A group of divers exploring a shipwreck in the Baltic Sea have found bottles containing what is thought to be the oldest drinkable champagne in the world, made in the late 18th century. "I picked up one champagne bottle just so we could find the age of the wreck, because we didn't find any name or any details that would have told us the name of the ship," diver Christian Ekstrom from Aland told Reuters today.
Ekstrom and his Swedish diving colleagues opened the bottle and tasted the contents.
"It was fantastic... it had a very sweet taste, you could taste oak and it had a very strong tobacco smell. And there were very small bubbles," he said.
Experts said the shape of the bottle showed it was from the late 18th century, and the bottle and its contents have been sent to champagne specialists in France to be analysed.

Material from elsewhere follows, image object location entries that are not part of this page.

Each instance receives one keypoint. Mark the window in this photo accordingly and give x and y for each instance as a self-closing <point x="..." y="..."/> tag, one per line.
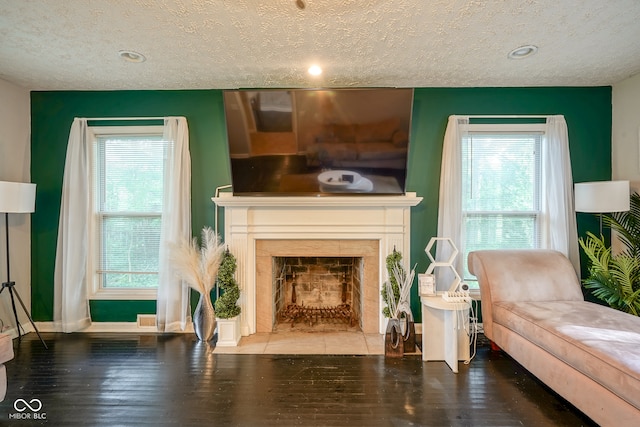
<point x="128" y="185"/>
<point x="501" y="189"/>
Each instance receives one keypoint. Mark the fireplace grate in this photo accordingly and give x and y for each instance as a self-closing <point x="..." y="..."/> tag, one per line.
<point x="312" y="315"/>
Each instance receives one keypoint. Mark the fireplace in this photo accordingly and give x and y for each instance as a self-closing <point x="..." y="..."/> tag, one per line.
<point x="259" y="230"/>
<point x="317" y="293"/>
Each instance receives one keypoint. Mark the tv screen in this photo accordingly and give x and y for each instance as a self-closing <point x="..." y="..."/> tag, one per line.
<point x="318" y="142"/>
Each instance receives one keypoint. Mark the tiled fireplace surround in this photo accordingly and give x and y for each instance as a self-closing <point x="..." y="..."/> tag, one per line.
<point x="259" y="228"/>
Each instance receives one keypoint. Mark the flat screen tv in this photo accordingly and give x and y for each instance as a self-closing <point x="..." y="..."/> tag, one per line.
<point x="325" y="142"/>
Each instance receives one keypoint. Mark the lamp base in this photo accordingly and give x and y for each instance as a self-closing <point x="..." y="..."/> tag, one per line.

"We are 98 per cent sure that it is Veuve Clicquot champagne and that it was probably (made) between 1772 (the year the business was established) and 1785," Ekstrom said, adding that the cargo vessel was probably sailing to St Petersburg, then the capital of Russia.

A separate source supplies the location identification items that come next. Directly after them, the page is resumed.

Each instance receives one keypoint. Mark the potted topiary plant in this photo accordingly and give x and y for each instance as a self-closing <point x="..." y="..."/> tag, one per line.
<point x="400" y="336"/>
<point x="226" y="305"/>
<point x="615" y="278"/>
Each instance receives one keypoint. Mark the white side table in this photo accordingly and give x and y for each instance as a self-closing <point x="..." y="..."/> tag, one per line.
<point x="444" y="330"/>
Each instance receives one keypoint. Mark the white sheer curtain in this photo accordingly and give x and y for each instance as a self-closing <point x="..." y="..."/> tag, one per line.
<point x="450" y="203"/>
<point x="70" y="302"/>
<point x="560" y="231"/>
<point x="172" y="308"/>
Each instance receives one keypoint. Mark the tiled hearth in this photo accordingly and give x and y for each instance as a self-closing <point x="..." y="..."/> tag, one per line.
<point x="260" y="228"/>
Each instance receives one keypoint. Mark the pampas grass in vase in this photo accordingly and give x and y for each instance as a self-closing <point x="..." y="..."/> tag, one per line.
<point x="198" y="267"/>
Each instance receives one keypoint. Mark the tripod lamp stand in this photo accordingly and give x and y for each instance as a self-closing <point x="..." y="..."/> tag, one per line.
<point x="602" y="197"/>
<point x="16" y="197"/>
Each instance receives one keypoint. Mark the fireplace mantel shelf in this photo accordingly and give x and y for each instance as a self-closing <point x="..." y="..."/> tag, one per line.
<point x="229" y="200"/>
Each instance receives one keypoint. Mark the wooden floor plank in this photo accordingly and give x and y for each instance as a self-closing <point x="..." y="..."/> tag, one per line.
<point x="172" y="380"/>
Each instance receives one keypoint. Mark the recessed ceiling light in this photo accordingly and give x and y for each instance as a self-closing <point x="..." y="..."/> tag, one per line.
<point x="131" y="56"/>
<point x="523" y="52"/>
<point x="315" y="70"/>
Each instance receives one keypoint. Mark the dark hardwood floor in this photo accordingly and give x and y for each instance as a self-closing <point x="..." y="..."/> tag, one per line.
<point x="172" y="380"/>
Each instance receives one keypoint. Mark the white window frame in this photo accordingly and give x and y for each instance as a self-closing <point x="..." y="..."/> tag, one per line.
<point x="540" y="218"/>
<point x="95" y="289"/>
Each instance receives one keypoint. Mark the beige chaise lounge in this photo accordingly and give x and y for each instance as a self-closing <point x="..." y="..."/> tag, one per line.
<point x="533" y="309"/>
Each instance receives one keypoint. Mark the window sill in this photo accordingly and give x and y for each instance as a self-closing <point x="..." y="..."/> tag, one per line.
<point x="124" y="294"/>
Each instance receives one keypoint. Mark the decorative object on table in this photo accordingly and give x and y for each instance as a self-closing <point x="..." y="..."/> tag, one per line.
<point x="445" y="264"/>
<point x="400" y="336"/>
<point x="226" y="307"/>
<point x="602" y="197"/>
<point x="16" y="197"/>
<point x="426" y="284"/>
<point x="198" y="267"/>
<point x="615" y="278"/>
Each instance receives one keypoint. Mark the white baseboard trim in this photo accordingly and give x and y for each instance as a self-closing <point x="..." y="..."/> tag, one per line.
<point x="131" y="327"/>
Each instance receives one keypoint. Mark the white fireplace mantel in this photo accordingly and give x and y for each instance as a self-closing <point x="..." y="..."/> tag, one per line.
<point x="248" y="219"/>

He said they had found the wine on their first dive and did not yet know how many bottles the wreck contained or what other cargo it carried.

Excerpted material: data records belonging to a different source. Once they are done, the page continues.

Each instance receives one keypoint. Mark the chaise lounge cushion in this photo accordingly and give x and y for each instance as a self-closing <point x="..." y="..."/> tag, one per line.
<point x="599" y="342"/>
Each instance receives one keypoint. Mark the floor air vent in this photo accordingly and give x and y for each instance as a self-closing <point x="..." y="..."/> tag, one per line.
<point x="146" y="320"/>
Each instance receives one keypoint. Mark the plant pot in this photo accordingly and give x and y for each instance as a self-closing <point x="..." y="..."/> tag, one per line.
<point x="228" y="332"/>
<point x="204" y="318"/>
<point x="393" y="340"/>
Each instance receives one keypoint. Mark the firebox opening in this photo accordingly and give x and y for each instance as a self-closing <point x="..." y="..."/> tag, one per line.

The current title of the world's oldest champagne is held by Perrier-Jouet, which has two bottles from 1825.
Richard Juhlin, a Swedish champagne specialist, told the newspaper Alandstidningen he believed the champagne was Veuve Cliquot and said that if it was from the late 18th century, it could cost around 500,000 Swedish crowns ($68,000) a bottle.
Because the wreck lies off Aland, an autonomous part of Finland, the local authorities will decide what will be done with the wreck - and the champagne.